Geography and vertical market expansion
With a comprehensive product portfolio of LCD and LED video displays, these joint company endeavors make them suitable to cater to a variety of vertical markets, especially where installations require both types of display technology. Based on the latest iteration of our LED Video Displays Market Tracker, IHS Markit expects shipments for indoor fine pixel pitch LED video displays under 2mm to increase 57.4% for 2019, followed by projected growth of 32.1% for 2020. Indoor fine pixel pitch LED video displays are quickly encroaching into applications where LCD videowalls were previously dominant, especially in advertising, retail, sports and entertainment venues, and hospitality sectors such as casinos and cruise ships. In addition to vertical market expansion, these company synergies also allow for added opportunities in different regions while utilizing local distributors, partners, and support services for each brand.

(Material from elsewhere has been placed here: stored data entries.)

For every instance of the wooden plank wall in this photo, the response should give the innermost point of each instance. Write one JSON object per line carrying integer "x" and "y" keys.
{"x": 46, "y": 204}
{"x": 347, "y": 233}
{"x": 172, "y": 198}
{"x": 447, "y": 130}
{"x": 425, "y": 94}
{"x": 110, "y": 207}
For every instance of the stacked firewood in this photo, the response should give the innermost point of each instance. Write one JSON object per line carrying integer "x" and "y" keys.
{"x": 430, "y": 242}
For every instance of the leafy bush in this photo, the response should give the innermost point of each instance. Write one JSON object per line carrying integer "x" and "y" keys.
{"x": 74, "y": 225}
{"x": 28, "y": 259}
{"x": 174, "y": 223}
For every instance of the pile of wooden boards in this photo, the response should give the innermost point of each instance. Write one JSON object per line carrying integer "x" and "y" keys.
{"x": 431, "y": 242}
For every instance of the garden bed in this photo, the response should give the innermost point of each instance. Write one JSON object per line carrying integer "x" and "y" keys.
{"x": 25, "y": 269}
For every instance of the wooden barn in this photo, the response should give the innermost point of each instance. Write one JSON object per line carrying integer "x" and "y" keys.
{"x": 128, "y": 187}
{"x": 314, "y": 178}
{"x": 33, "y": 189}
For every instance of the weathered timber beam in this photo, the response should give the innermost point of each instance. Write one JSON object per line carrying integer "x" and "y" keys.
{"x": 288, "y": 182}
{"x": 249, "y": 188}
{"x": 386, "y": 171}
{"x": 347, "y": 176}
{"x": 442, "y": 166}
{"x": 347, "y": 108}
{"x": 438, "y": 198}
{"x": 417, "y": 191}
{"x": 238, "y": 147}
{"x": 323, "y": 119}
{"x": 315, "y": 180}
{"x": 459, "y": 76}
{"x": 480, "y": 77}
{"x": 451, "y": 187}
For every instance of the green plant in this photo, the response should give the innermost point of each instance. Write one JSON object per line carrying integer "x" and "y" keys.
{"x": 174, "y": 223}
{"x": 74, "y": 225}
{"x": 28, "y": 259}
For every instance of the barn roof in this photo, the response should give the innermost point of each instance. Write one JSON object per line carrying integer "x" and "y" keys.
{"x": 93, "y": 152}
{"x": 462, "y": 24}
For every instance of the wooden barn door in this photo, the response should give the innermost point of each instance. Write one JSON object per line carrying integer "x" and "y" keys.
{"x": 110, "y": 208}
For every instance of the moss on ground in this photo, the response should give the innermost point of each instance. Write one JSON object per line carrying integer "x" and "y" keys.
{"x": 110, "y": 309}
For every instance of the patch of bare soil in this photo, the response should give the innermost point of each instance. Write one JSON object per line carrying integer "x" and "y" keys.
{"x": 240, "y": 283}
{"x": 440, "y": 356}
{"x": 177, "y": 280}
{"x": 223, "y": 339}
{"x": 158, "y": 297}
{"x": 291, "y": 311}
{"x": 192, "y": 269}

IHS Markit believes establishing these acquisitions and partnerships among key players is the new strategic direction to maintain leadership and uphold market share on a global level.

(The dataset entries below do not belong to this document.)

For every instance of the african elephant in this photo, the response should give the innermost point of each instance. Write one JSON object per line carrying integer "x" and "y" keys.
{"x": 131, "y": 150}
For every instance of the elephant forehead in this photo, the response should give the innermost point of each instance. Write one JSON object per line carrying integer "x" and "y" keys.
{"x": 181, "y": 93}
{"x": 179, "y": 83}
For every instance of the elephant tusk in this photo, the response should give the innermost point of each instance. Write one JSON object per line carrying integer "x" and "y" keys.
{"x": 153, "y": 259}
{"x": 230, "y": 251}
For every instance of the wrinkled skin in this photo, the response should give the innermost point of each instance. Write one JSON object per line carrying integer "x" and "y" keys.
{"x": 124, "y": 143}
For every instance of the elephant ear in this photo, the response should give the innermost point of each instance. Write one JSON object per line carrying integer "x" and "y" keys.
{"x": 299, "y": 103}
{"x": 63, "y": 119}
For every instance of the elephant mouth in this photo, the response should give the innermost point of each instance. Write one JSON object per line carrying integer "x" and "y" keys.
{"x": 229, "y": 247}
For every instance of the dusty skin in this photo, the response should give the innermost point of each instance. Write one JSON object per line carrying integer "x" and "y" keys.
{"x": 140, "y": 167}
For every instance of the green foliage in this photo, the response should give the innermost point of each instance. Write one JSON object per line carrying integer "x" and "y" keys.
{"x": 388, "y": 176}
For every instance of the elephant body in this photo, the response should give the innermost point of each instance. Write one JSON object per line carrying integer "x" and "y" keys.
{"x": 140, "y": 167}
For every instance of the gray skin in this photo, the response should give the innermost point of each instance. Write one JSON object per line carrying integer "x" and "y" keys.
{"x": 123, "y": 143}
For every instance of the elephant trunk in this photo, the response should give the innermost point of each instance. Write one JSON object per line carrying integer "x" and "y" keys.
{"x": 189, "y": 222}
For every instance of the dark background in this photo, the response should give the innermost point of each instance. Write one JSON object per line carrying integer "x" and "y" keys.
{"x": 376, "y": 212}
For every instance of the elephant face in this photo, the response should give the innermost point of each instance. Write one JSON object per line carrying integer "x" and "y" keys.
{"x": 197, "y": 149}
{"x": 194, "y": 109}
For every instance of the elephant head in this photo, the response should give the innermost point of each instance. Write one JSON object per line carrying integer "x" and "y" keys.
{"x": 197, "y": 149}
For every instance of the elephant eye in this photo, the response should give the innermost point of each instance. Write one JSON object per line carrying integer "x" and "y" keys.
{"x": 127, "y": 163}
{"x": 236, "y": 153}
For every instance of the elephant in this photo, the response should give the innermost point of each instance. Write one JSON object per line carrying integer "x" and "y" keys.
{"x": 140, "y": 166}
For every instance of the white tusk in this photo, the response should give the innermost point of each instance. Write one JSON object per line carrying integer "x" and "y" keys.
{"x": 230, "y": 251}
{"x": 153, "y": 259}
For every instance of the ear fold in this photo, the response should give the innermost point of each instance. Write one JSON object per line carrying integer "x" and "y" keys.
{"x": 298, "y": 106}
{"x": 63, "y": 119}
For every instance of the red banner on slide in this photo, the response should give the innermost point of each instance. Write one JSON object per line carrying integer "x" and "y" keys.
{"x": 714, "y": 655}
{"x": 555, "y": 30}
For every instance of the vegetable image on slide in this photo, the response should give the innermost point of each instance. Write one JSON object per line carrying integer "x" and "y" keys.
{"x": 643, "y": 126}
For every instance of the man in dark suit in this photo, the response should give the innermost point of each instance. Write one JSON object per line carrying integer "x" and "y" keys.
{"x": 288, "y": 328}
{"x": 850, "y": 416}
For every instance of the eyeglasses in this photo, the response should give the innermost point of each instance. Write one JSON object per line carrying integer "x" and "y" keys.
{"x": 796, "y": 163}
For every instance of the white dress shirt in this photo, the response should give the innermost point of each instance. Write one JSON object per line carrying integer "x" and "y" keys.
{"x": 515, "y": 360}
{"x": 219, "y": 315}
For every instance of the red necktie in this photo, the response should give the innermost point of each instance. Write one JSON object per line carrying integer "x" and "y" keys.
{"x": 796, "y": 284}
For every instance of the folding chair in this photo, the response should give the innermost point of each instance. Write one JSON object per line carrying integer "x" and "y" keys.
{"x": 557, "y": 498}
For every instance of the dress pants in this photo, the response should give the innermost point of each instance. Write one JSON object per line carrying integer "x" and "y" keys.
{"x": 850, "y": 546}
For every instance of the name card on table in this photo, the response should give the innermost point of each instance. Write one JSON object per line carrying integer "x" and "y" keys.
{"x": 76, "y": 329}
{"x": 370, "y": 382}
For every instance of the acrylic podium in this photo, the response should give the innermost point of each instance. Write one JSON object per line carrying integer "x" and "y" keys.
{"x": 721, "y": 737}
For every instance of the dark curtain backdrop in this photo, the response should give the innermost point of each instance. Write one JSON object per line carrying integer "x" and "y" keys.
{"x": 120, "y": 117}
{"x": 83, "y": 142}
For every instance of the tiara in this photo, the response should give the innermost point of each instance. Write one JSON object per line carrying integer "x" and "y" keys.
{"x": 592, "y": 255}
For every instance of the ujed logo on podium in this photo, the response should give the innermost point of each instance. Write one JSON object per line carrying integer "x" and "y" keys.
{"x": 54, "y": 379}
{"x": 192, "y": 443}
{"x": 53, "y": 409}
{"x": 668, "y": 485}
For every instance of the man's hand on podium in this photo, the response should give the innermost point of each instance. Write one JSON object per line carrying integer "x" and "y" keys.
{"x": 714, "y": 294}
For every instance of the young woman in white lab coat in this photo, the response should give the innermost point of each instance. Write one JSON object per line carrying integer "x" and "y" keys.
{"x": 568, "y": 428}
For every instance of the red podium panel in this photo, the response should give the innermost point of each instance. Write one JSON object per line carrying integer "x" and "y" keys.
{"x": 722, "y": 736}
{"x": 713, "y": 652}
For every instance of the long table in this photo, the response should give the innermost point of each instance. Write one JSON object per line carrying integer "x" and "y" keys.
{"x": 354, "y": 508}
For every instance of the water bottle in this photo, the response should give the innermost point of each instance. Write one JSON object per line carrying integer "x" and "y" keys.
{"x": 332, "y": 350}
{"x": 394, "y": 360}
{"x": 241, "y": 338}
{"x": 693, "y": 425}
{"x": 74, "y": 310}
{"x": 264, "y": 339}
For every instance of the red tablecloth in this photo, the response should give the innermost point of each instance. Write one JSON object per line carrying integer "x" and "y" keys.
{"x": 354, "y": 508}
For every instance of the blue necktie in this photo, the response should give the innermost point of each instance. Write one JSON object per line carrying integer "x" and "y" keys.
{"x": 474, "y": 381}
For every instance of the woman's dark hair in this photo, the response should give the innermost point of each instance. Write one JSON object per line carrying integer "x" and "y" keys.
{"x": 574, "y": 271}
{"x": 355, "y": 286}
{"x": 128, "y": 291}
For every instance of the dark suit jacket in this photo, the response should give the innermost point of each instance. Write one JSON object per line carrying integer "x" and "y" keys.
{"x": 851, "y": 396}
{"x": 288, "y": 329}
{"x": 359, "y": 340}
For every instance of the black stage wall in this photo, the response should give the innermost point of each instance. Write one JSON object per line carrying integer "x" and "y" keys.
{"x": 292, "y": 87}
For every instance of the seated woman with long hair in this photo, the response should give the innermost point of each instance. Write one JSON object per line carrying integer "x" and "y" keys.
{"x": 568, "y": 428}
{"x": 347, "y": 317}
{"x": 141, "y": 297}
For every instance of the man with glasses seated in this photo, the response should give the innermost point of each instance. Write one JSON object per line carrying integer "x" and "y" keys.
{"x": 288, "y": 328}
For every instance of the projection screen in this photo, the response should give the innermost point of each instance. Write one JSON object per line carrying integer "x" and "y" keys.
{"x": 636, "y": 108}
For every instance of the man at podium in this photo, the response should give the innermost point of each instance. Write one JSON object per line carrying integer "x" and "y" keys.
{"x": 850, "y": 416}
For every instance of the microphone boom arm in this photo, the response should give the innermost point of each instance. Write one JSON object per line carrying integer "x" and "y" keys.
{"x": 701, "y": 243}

Diversification of LED manufacturing sites
Samsung can manufacture indoor fine pixel pitch LED video displays in both Mexico and Vietnam, and Prismview is also manufacturing large-format outdoor LED video displays in their SAMEX facilities. With the ongoing China tariff implications, Samsung’s ability to shift LED video display manufacturing to other countries, including their manufacturing plant in Mexico, directly impacts their supply chain in local markets for both North America and Latin America. Since there is less reliance on importing LED modules from China, the production of Samsung and Prismview’s LED video displays will not endure as harsh an impact from the tariff trade war.
As many other LED video display companies are still reconfiguring their supply chains or shifting production to areas outside of China, IHS Markit expects the long-term consequences from tariff impacts to be mitigated by these changes within the industry. IHS Markit believes there will be a wave of LED video companies following a similar direction as Samsung’s strategy, and establish overseas factories in Mexico, USA, Europe, or other countries in Asia to allow for tighter control on overall production schedules and quality assurance, while aiming to offset impending tariff pressures. However, it is important to note that regardless of country origin, a large portion of LED components will be impacted by tariffs since majority are often from Chinese origin and pricing will be affected if the situation persists. IHS Markit believes that LED video display brands with a global presence will benefit from an established relationship with local distributors and should be able to better withstand a severe price increase.
¹ Note: Samsung’s market share is based on the latest iteration of IHS Markit’s Public Display Market Tracker and includes both Public Display and Signage TV unit sales. Consumer TV, Commercial Lite, and Hospitality TVs used for digital signage purposes are not included in our report.